‘The things you own end up owning you.’
- Ask students to discuss what could be the nicest thing(s) to own. What is the coolest object/thing currently available to buy and how much do they want it?
- Ask students, in small groups, to discuss the relationship between possessions and happiness. Can objects make us truly happy? Would the poor be happier with more money? Could a peasant farmer or a monk with no possessions be happy? Point out that as Western countries like the UK have become materially richer, the number of people suffering from depression has increased. Why might this be?
- Play clip from ‘Fight Club’ about consumerism, containing the line “the things you own end up owning you.” (N.B. there is some bad language in this clip).
- Discuss the idea that the things we own will end up owning us. What do they think about that? How would they react if a natural disaster destroyed all of their possessions?
- Using the consumerism information, introduce students to the ideas of ‘the hedonic treadmill’ and ‘keeping up with the Joneses’. What do they think about them? Do they have any personal examples? (Perhaps use ‘I saw you coming’ clip bearing in mind, again, that there is some bad language in this clip.)

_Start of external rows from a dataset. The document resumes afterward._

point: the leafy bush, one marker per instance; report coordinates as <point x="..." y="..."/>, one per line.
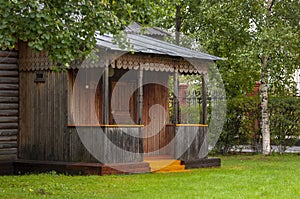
<point x="243" y="123"/>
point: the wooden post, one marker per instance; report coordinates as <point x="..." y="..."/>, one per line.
<point x="204" y="98"/>
<point x="140" y="96"/>
<point x="140" y="110"/>
<point x="175" y="98"/>
<point x="105" y="107"/>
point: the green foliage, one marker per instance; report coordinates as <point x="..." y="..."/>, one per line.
<point x="66" y="29"/>
<point x="243" y="117"/>
<point x="241" y="125"/>
<point x="285" y="120"/>
<point x="238" y="30"/>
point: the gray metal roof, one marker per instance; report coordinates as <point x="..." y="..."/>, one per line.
<point x="146" y="44"/>
<point x="136" y="28"/>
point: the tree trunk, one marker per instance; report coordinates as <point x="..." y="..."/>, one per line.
<point x="264" y="106"/>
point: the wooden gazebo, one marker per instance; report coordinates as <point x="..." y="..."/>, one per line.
<point x="97" y="117"/>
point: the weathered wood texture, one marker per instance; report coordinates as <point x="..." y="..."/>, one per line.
<point x="190" y="143"/>
<point x="75" y="168"/>
<point x="43" y="117"/>
<point x="108" y="144"/>
<point x="85" y="97"/>
<point x="203" y="163"/>
<point x="9" y="106"/>
<point x="155" y="111"/>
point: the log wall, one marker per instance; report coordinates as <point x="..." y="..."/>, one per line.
<point x="9" y="107"/>
<point x="43" y="116"/>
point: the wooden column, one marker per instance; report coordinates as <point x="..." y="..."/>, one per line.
<point x="175" y="98"/>
<point x="204" y="98"/>
<point x="140" y="96"/>
<point x="105" y="94"/>
<point x="140" y="110"/>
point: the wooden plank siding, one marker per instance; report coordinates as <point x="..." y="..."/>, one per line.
<point x="155" y="120"/>
<point x="43" y="116"/>
<point x="9" y="106"/>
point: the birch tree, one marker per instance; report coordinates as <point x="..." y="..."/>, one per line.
<point x="260" y="40"/>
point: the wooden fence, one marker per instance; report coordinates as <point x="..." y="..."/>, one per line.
<point x="9" y="106"/>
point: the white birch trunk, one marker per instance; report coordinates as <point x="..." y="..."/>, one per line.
<point x="264" y="106"/>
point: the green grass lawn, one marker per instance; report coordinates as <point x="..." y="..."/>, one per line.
<point x="239" y="177"/>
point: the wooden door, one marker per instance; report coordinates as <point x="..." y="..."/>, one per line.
<point x="155" y="112"/>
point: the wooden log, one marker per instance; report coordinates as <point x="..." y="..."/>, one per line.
<point x="9" y="119"/>
<point x="8" y="125"/>
<point x="9" y="113"/>
<point x="6" y="106"/>
<point x="8" y="157"/>
<point x="8" y="151"/>
<point x="9" y="99"/>
<point x="8" y="138"/>
<point x="8" y="54"/>
<point x="8" y="73"/>
<point x="9" y="86"/>
<point x="9" y="93"/>
<point x="9" y="80"/>
<point x="8" y="132"/>
<point x="8" y="60"/>
<point x="8" y="66"/>
<point x="8" y="144"/>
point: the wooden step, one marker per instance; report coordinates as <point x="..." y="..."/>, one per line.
<point x="165" y="165"/>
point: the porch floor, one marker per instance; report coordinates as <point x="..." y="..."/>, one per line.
<point x="160" y="164"/>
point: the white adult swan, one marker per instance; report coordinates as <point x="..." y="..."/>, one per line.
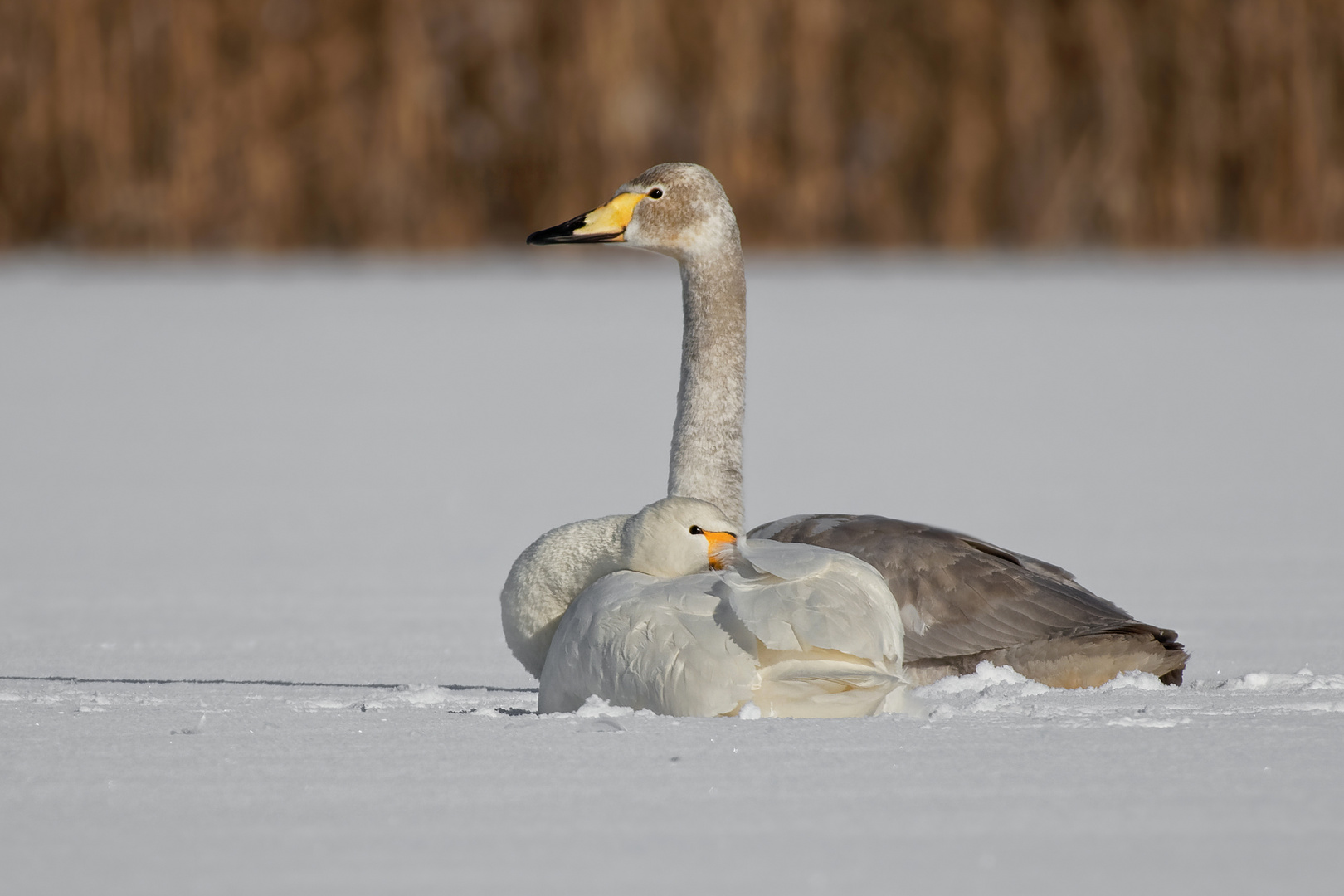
<point x="793" y="631"/>
<point x="962" y="599"/>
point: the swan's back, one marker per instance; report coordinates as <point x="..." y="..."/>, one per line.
<point x="964" y="599"/>
<point x="800" y="631"/>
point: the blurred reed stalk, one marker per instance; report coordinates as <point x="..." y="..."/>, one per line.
<point x="280" y="124"/>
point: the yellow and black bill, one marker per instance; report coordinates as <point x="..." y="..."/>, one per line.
<point x="604" y="225"/>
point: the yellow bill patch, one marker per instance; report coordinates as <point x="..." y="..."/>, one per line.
<point x="611" y="219"/>
<point x="721" y="547"/>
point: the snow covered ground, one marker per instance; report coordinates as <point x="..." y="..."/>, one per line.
<point x="254" y="518"/>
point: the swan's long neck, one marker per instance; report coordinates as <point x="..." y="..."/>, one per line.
<point x="711" y="401"/>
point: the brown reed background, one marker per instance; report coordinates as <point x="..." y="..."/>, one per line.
<point x="420" y="124"/>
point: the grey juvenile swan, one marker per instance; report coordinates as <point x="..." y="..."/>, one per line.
<point x="962" y="599"/>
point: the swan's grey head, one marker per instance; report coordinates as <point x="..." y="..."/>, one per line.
<point x="675" y="208"/>
<point x="678" y="536"/>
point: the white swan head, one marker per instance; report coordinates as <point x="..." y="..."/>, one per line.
<point x="675" y="208"/>
<point x="678" y="536"/>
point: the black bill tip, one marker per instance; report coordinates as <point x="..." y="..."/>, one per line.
<point x="565" y="234"/>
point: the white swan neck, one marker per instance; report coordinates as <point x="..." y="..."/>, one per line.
<point x="711" y="399"/>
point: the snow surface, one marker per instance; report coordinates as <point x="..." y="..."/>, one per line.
<point x="254" y="518"/>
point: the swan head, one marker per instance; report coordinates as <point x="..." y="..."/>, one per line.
<point x="675" y="208"/>
<point x="678" y="536"/>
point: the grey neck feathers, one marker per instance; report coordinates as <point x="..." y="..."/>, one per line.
<point x="711" y="401"/>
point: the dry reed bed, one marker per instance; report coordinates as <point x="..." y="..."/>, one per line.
<point x="279" y="124"/>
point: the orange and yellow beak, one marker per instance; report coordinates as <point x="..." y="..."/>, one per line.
<point x="604" y="225"/>
<point x="722" y="544"/>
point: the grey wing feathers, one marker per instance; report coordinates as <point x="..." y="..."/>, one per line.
<point x="962" y="596"/>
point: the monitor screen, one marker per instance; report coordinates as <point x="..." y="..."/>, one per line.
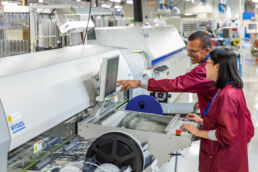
<point x="252" y="26"/>
<point x="108" y="77"/>
<point x="111" y="76"/>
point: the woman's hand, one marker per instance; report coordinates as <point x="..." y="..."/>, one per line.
<point x="127" y="84"/>
<point x="196" y="107"/>
<point x="190" y="128"/>
<point x="194" y="117"/>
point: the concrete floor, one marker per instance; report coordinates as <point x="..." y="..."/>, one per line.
<point x="189" y="159"/>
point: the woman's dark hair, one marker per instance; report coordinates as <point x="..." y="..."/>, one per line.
<point x="228" y="71"/>
<point x="203" y="37"/>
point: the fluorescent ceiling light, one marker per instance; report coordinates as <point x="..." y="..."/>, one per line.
<point x="115" y="1"/>
<point x="105" y="6"/>
<point x="188" y="14"/>
<point x="129" y="1"/>
<point x="118" y="6"/>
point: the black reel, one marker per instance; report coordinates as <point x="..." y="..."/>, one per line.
<point x="119" y="149"/>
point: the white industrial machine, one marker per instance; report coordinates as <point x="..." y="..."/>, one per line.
<point x="162" y="45"/>
<point x="60" y="111"/>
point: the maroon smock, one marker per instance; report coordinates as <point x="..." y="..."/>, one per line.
<point x="192" y="82"/>
<point x="231" y="119"/>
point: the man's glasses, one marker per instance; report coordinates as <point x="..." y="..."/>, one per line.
<point x="194" y="51"/>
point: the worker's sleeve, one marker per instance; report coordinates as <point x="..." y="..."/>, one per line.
<point x="194" y="82"/>
<point x="144" y="84"/>
<point x="248" y="121"/>
<point x="212" y="135"/>
<point x="226" y="121"/>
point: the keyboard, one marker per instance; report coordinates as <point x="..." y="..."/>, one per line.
<point x="176" y="123"/>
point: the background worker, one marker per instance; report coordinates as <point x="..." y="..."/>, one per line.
<point x="198" y="47"/>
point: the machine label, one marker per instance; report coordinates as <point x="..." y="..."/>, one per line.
<point x="16" y="127"/>
<point x="38" y="146"/>
<point x="15" y="123"/>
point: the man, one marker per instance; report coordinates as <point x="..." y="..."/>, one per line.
<point x="198" y="47"/>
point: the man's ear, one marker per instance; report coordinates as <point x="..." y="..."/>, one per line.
<point x="207" y="50"/>
<point x="217" y="67"/>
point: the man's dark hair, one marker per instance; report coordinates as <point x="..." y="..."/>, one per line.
<point x="203" y="37"/>
<point x="228" y="70"/>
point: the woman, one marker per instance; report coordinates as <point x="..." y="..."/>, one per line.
<point x="226" y="125"/>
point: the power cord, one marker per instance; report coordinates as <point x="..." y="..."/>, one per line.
<point x="87" y="27"/>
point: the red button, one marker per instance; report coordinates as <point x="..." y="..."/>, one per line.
<point x="178" y="132"/>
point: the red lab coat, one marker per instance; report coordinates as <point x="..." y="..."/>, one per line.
<point x="231" y="119"/>
<point x="192" y="82"/>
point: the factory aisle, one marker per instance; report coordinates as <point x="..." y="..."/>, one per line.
<point x="189" y="159"/>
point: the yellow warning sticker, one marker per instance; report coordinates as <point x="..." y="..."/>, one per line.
<point x="38" y="146"/>
<point x="9" y="118"/>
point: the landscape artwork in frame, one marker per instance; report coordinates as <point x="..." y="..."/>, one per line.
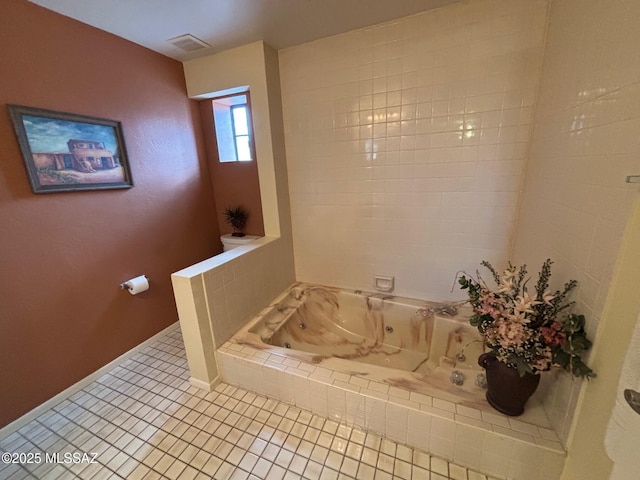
<point x="65" y="152"/>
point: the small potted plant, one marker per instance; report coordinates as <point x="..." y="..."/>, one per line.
<point x="237" y="218"/>
<point x="526" y="334"/>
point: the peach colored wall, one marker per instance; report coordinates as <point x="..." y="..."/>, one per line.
<point x="234" y="183"/>
<point x="64" y="254"/>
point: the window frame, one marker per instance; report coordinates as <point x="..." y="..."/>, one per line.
<point x="249" y="135"/>
<point x="250" y="129"/>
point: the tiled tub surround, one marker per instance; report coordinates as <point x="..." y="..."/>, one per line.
<point x="423" y="411"/>
<point x="406" y="143"/>
<point x="411" y="335"/>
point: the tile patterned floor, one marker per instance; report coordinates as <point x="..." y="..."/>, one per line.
<point x="143" y="420"/>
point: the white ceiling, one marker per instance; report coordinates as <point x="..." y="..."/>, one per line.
<point x="225" y="24"/>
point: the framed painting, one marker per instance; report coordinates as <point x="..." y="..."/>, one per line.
<point x="64" y="152"/>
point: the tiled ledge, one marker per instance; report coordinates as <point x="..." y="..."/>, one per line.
<point x="467" y="433"/>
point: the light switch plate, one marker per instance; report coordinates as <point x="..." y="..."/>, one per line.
<point x="383" y="283"/>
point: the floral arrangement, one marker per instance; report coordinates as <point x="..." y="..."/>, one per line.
<point x="529" y="332"/>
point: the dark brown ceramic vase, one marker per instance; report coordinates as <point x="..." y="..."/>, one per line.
<point x="507" y="391"/>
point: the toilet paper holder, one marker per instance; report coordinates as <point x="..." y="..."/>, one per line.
<point x="125" y="285"/>
<point x="633" y="399"/>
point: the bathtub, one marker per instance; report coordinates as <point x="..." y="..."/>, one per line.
<point x="402" y="368"/>
<point x="425" y="338"/>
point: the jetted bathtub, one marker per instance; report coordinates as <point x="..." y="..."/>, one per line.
<point x="432" y="341"/>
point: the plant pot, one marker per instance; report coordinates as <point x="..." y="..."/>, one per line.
<point x="507" y="391"/>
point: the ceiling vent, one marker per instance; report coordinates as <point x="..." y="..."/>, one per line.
<point x="188" y="43"/>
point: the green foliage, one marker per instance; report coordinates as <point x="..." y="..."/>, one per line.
<point x="531" y="333"/>
<point x="236" y="217"/>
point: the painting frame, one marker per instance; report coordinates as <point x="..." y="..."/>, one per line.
<point x="98" y="163"/>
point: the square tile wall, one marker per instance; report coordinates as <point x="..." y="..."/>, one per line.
<point x="484" y="441"/>
<point x="575" y="202"/>
<point x="406" y="144"/>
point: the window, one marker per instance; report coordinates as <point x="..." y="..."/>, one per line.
<point x="239" y="115"/>
<point x="232" y="117"/>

Antidotes to conspicuous consumption
- Look at the Life² ‘Better than shopping’ list.
- Marks out of 10: ask students to award themselves marks out of 10 against this list: how well do they avoid excessive consumption and shopping?
- Ask students to consider the idea of a ‘buy nothing day’. What do they think? What would the benefits and drawbacks be? Would one outweigh the other?
- Look at Barry Schwartz’s advice on maximising versus satisficing.
- Ask students what they think of his suggestions.
Prep: ask students to either try one (or more) of the items on the ‘Better than shopping’ list, or try a ‘buy nothing day’ if they are compulsive consumers and write about their experiences.